Covid-19 : l’administration peut désormais imposer la prise de congés et de jours de RTT
Prise sur le fondement de l’article 11 de la loi no 2020-290 du 23 mars 2020, l’ordonnance no 2020-430 du 15 avril 2020 relative à la prise de jours de réduction du temps de travail (RTT) ou de congés dans la fonction publique de l'État et la fonction publique territoriale au titre de la période d'urgence sanitaire a été publiée hier au journal officiel.
Comme pour le secteur privé, l’administration peut désormais imposer — donc de manière unilatérale — la prise de RTT et de congés à ses agents du fait de la période liée à la propagation du virus covid-19.
En réalité, le texte impose ou permet d’imposer, selon les cas de figure, des jours de RTT et des jours congés annuels aux agents de l’État (qui ne disposent pas par ailleurs d’un statut particulier, comme les enseignants).
En raison du principe de libre administration des collectivités territoriales, l’article 7 de l’ordonnance laisse la possibilité aux collectivités, par décision de l’autorité territoriale et dans les conditions qu’elle définit, d’appliquer ce régime spécifique applicable aux agents de l’État aux agents de leur collectivité. Dans cette hypothèse, les fonctionnaires et agents contractuels de droit public occupant des emplois permanents à temps non complet sont assimilés à des agents publics à temps partiel.
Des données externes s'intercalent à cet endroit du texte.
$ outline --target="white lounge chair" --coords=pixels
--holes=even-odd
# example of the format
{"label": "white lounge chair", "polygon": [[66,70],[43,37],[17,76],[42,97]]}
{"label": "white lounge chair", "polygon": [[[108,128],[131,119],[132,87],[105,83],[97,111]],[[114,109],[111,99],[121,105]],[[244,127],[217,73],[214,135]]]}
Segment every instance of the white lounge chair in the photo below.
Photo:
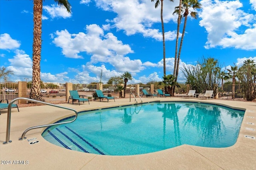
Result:
{"label": "white lounge chair", "polygon": [[213,99],[213,90],[206,90],[205,94],[198,96],[198,98]]}
{"label": "white lounge chair", "polygon": [[188,93],[187,94],[182,95],[182,97],[189,97],[190,99],[190,98],[196,98],[196,90],[190,90]]}

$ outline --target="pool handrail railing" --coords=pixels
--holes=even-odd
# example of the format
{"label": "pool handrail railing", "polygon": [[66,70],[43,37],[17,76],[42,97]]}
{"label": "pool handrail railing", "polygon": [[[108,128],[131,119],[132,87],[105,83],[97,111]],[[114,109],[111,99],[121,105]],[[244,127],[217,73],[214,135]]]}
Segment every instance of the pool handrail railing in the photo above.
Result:
{"label": "pool handrail railing", "polygon": [[[131,93],[130,94],[130,102],[131,102],[131,95],[132,95],[132,96],[133,96],[133,97],[134,97],[134,99],[135,99],[135,101],[136,102],[136,104],[138,104],[138,101],[137,101],[137,99],[136,99],[136,97],[135,97],[134,95],[133,94],[133,93],[132,93],[131,92]],[[139,96],[139,97],[140,99],[140,100],[141,100],[141,104],[142,104],[142,99],[141,99],[141,98],[140,96],[140,95],[139,94],[138,94],[138,93],[135,93],[135,95],[136,95],[136,94],[137,94],[138,95],[138,96]]]}
{"label": "pool handrail railing", "polygon": [[10,126],[11,126],[11,111],[12,109],[11,106],[12,104],[13,104],[13,103],[14,102],[16,102],[17,100],[27,100],[30,102],[32,102],[36,103],[42,103],[43,104],[46,104],[47,105],[50,106],[54,106],[57,107],[61,108],[62,109],[66,109],[67,110],[72,110],[74,111],[75,112],[75,113],[76,114],[75,115],[74,119],[70,121],[66,121],[64,122],[56,123],[49,124],[47,125],[41,125],[40,126],[34,126],[34,127],[31,127],[29,128],[28,128],[25,131],[24,131],[24,132],[23,132],[23,133],[22,133],[21,136],[21,137],[19,139],[19,140],[22,140],[25,139],[26,138],[25,137],[25,135],[26,135],[27,132],[28,132],[28,131],[30,131],[30,130],[34,129],[35,129],[41,128],[44,127],[50,127],[50,126],[54,126],[55,125],[62,125],[63,124],[73,122],[73,121],[74,121],[75,120],[76,120],[76,118],[77,117],[77,114],[78,114],[77,111],[76,111],[74,109],[72,109],[71,108],[67,107],[64,107],[64,106],[61,106],[53,104],[50,103],[45,102],[44,102],[36,100],[33,99],[29,99],[28,98],[16,98],[16,99],[14,99],[10,104],[9,104],[9,105],[8,105],[8,110],[7,111],[7,126],[6,126],[6,141],[4,142],[3,143],[3,144],[7,144],[8,143],[9,143],[12,142],[12,141],[10,140]]}

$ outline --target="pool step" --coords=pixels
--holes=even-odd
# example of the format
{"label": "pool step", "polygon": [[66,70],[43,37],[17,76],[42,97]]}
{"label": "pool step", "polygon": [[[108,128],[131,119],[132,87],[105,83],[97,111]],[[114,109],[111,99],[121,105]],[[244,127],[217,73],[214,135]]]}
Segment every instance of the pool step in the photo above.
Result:
{"label": "pool step", "polygon": [[80,152],[105,154],[88,139],[85,139],[75,131],[66,126],[56,128],[50,131],[48,130],[48,132],[49,134],[44,137],[58,146]]}

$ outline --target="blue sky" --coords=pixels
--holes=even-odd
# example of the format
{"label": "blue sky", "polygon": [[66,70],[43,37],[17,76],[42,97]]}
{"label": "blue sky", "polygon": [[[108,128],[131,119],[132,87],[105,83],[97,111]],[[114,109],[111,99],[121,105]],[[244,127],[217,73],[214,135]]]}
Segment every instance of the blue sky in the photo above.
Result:
{"label": "blue sky", "polygon": [[[167,74],[173,73],[179,1],[164,1]],[[128,84],[163,76],[160,6],[150,0],[69,0],[72,13],[43,1],[41,78],[44,82],[88,84],[120,76]],[[197,19],[188,18],[180,67],[204,56],[223,67],[256,61],[256,0],[200,1]],[[182,31],[183,22],[180,32]],[[33,1],[0,0],[0,66],[12,81],[31,80]],[[180,71],[178,81],[186,80]]]}

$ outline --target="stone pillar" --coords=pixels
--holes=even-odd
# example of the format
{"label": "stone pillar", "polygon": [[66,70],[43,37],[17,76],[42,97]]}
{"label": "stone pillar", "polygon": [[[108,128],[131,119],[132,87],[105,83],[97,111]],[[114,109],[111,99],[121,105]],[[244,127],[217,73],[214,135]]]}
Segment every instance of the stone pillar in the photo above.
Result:
{"label": "stone pillar", "polygon": [[[27,82],[18,82],[18,98],[27,98]],[[18,104],[26,104],[27,101],[25,100],[19,100],[18,101]]]}
{"label": "stone pillar", "polygon": [[150,84],[150,93],[151,93],[151,94],[154,94],[154,84]]}
{"label": "stone pillar", "polygon": [[73,84],[72,83],[66,83],[66,101],[68,102],[70,94],[69,90],[73,90]]}
{"label": "stone pillar", "polygon": [[102,91],[103,86],[103,84],[102,83],[97,83],[97,90],[100,90],[101,91]]}
{"label": "stone pillar", "polygon": [[188,93],[188,92],[189,92],[189,90],[190,90],[190,84],[186,84],[186,86],[187,86],[187,89],[186,89],[186,93]]}
{"label": "stone pillar", "polygon": [[140,95],[140,84],[135,84],[135,96]]}

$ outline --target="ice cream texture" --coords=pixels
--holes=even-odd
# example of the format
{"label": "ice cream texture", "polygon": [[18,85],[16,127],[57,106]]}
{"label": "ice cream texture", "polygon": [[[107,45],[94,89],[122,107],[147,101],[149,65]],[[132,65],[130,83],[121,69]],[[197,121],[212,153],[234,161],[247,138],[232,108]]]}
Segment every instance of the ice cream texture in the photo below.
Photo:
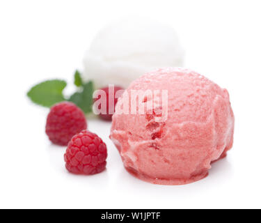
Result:
{"label": "ice cream texture", "polygon": [[144,72],[182,66],[183,49],[174,29],[153,20],[129,16],[100,30],[84,59],[83,78],[97,88],[127,88]]}
{"label": "ice cream texture", "polygon": [[[148,89],[168,91],[166,120],[156,122],[155,114],[117,114],[124,95]],[[182,185],[202,179],[212,162],[224,157],[232,146],[235,118],[227,90],[189,69],[145,74],[130,84],[116,112],[110,137],[127,170],[150,183]]]}

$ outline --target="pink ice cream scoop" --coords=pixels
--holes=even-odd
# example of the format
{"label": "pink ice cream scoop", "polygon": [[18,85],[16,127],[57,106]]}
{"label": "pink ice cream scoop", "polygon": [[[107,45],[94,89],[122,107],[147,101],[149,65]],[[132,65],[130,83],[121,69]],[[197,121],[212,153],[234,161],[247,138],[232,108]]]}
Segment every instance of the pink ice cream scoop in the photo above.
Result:
{"label": "pink ice cream scoop", "polygon": [[[167,98],[144,94],[129,112],[122,112],[124,105],[132,105],[134,90],[165,91]],[[233,132],[227,90],[192,70],[168,68],[130,84],[116,105],[110,137],[129,172],[150,183],[181,185],[207,176],[211,163],[231,148]]]}

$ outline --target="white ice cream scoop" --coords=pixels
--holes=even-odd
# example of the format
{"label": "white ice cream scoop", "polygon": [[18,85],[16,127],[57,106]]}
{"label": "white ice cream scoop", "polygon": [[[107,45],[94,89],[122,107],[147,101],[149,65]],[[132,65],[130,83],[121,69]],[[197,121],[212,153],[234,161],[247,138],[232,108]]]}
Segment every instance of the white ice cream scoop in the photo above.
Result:
{"label": "white ice cream scoop", "polygon": [[83,78],[95,87],[127,88],[145,72],[182,66],[184,52],[175,30],[140,17],[112,23],[96,36],[84,60]]}

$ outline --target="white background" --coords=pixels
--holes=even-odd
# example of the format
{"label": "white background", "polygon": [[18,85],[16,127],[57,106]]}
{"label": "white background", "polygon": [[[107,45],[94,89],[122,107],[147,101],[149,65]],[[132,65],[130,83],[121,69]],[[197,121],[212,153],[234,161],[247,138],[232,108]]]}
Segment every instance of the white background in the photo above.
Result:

Ainsi, les collectivités sont libres, d’appliquer ou non les dispositions de l’ordonnance no 2020-430. Elles peuvent également moduler le nombre de jours imposés, sans pour autant dépasser le plafond prévu pour les agents de l’État (ci-dessous exposé).
Contestées par des syndicats devant le Conseil d'État, la légalité de ces dispositions a été confirmé par les juges du Palais Royal (CE, 27 avril 2020, no 440150).
L’ordonnance permet de couvrir plusieurs situations, à savoir celle des agents en autorisation spéciale d’absence (ASA) et celle des agents en télétravail.
Les agents en autorisation spéciale d’absence (ASA) se voient imposer la prise de jours
Les agents en ASA entre le 16 mars 2020 et le terme de l'état d'urgence sanitaire déclaré par la loi du 23 mars 2020 (ou, si elle est antérieure, la date de reprise par l'agent de son service dans des conditions normales) doivent prendre dix jours de RTT ou de congés annuels (CA) au cours de cette période, dans les conditions suivantes :
- 5 jours de RTT entre le 16 mars 2020 et le 16 avril 2020. Sont donc ici imposées des RTT de manière rétroactive ;
- 5 autres jours de RTT ou de congés annuels entre le 17 avril 2020 et le terme de la période précitée.
Les personnes en ASA qui ne disposent pas de 5 jours de RTT au titre de la période du 16 mars au 16 avril doivent prendre un ou plusieurs CA entre le 17 avril et la fin de l’état d’urgence sanitaire, dans la limite de six jours.
Le chef de service précise les dates des jours de RTT ou de CA à prendre après le 17 avril en respectant un délai de prévenance d'au moins un jour franc.
À noter que le nombre de jours de congés imposés est proratisé pour les agents exerçant leurs fonctions à temps partiel.
Les agents en télétravail peuvent se voir imposer la prise de jours
Afin de tenir compte des nécessités de service (par exemple en cas de baisse d’activité), le chef de service peut imposer aux agents en télétravail ou assimilé de prendre 5 jours de RTT ou, à défaut, de CA entre le 17 avril 2020 et le terme de l'état d'urgence sanitaire (ou si elle est antérieure, la date de reprise de l'agent dans des conditions normales).
Le chef de service précise les dates des jours de RTT ou de CA pris en respectant un délai de prévenance d'au moins un jour franc.
L’article 3 de l’ordonnance précise que pour les deux cas de figure (agent en ASA ou en télétravail), les jours de RTT pris peuvent l'être parmi ceux épargnés sur le compte épargne-temps.
À noter que les jours de CA imposés ne sont pas pris en compte pour l'attribution d'un ou de deux jours de congés annuels complémentaires au titre du fractionnement des congés annuels.
L’article 4 de l’ordonnance no 2020-430 permet de « mixer » la situation des agents qui ont alterné entre des jours en ASA, en télétravail ou encore sur site.
Ainsi, le nombre de RTT et de congés annuels imposés est proratisé en fonction du nombre de jours accomplis en autorisation spéciale d’absence, en activité normale, en télétravail, entre le 16 mars 2020 et la fin de l'état d'urgence sanitaire ou de la reprise d'activité.
Les RTT et les congés posés volontairement par l'agent sont déduits du nombre de jours imposés.
De même, le nombre de jours de RTT ou congés annuels imposés peut tenir compte des arrêts maladie de l'agent pendant la période déterminée.